Chris Badgett: And that’s okay.
Sallie Goetsch: It’s okay, and it’s expected. I remember my thesis advisor saying, “The way to prove that you’re a grown-up as a scholar is to disagree with your dissertation advisor in print.”
Chris Badgett: That’s awesome.
Sallie Goetsch: We are constitutionally incapable of agreeing with each other because we feel like it would undermine our credibility. I think that’s taken somewhat to extremes, but it’s important to have people push back. It’s important. It’s a good idea as a developer especially if you’re releasing something to the public to get a code review from another developer because there are inevitably things we’re blind to. If you’re an author writing a book, you want an editor who is not the person who was the writer, who is somebody who hasn’t seen it before, and will see those things that you have become blind to in the process of creating it.

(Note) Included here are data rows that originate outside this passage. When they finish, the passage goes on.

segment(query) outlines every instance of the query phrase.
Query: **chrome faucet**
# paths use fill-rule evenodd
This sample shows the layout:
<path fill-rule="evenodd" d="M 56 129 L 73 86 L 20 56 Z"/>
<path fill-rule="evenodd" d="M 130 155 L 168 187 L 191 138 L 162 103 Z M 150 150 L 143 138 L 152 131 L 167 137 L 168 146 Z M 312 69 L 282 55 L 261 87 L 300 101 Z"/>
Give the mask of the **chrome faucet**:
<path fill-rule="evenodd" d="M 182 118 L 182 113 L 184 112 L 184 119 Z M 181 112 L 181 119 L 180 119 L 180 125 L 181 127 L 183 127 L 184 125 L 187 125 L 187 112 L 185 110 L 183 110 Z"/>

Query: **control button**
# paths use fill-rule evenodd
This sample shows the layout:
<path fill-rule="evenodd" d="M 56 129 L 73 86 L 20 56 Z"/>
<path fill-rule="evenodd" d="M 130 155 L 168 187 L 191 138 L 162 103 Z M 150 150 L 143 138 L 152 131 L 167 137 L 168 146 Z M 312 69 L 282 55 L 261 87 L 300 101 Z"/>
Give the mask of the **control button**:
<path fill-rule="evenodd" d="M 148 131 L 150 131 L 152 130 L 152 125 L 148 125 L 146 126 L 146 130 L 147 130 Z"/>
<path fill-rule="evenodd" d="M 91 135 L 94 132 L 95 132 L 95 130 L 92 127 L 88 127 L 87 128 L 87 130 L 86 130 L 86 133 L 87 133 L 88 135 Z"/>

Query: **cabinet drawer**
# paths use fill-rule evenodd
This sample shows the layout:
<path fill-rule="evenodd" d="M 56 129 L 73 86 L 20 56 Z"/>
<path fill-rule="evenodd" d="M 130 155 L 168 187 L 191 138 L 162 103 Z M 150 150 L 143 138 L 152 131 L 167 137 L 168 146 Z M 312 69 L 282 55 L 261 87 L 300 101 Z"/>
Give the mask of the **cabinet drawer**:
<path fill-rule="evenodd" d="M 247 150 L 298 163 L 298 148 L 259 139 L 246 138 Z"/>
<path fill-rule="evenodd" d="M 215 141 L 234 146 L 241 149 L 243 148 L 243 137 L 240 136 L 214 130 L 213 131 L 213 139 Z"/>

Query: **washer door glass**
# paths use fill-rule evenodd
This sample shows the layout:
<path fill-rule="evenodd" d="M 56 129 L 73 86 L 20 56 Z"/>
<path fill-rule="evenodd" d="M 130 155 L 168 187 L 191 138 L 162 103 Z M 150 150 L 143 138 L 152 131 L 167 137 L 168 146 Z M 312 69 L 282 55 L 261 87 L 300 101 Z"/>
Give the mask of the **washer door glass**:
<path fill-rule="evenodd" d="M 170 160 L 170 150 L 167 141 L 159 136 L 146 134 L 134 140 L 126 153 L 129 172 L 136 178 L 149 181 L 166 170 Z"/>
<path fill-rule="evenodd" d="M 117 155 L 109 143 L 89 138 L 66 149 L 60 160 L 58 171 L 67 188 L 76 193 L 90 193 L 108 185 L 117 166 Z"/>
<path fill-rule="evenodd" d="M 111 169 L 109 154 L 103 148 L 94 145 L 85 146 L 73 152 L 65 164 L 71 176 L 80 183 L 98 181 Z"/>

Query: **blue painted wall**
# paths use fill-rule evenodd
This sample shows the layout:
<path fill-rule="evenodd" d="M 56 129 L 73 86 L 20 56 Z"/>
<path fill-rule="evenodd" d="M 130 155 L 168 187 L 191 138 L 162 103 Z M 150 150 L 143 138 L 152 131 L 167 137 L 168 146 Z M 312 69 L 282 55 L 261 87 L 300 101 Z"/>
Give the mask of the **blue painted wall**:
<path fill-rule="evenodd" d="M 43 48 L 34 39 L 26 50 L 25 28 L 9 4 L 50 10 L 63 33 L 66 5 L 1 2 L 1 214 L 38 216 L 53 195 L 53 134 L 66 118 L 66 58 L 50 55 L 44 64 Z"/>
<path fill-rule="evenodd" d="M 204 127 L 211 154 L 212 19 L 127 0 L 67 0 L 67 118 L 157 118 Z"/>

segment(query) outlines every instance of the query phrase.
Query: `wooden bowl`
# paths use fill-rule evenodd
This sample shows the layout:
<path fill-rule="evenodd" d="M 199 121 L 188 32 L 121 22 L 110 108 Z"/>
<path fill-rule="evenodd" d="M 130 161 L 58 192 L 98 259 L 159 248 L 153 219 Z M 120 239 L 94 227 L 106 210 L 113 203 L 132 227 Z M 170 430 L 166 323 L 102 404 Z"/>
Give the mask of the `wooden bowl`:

We need to question our assumptions in order to succeed, and that seems to be true for pretty much everybody in any field, and it’s definitely true in terms of building websites. Sometimes a thing is very trendy. It’s popular with designers. It’s popular with clients often because it’s popular with designers, so they’ve seen it a lot, and it may or may not be appropriate for their own website, and what they’re trying to do.
I frequently liken building a website to building a car, or at the very least commissioning a developer to buying a car, and it’s like, “Well, if what you need is a large-capacity truck with off-road capability because you live on a farm out the middle of nowhere, it’s a bad idea to buy a smart car. But if what you need is something that you can park in a very congested city area, you probably don’t need an oversized pickup truck.” So you have to think first about what you need, and then you choose your tool. We have to be aware of that trap of when all you have is a hammer everything looks like a nail.
Chris Badgett: Very well said. Well, Sallie Goetsch, ladies and gentlemen, thank you for sharing your consulting knowledge with us, and getting into community building, event management, and talking about events. That was super helpful. I’d encourage you to check out wpfangirl.com. Sallie, thank you so much for coming on the show.
Sallie Goetsch: Thank you, Chris. It’s been a great time.
Chris Badgett: Sallie and I also are regulars on the WP-Tonic Roundtable show, that’s at Friday’s live streamed.
Sallie Goetsch: It’s live at 8:30 a.m. Pacific.
Chris Badgett: Much later for me on the East Coast, but I’m glad you get up early for that. So thank you Sallie for coming on the show and sharing your wisdom with us, and I hope to do it again.
Sallie Goetsch: I look forward to it.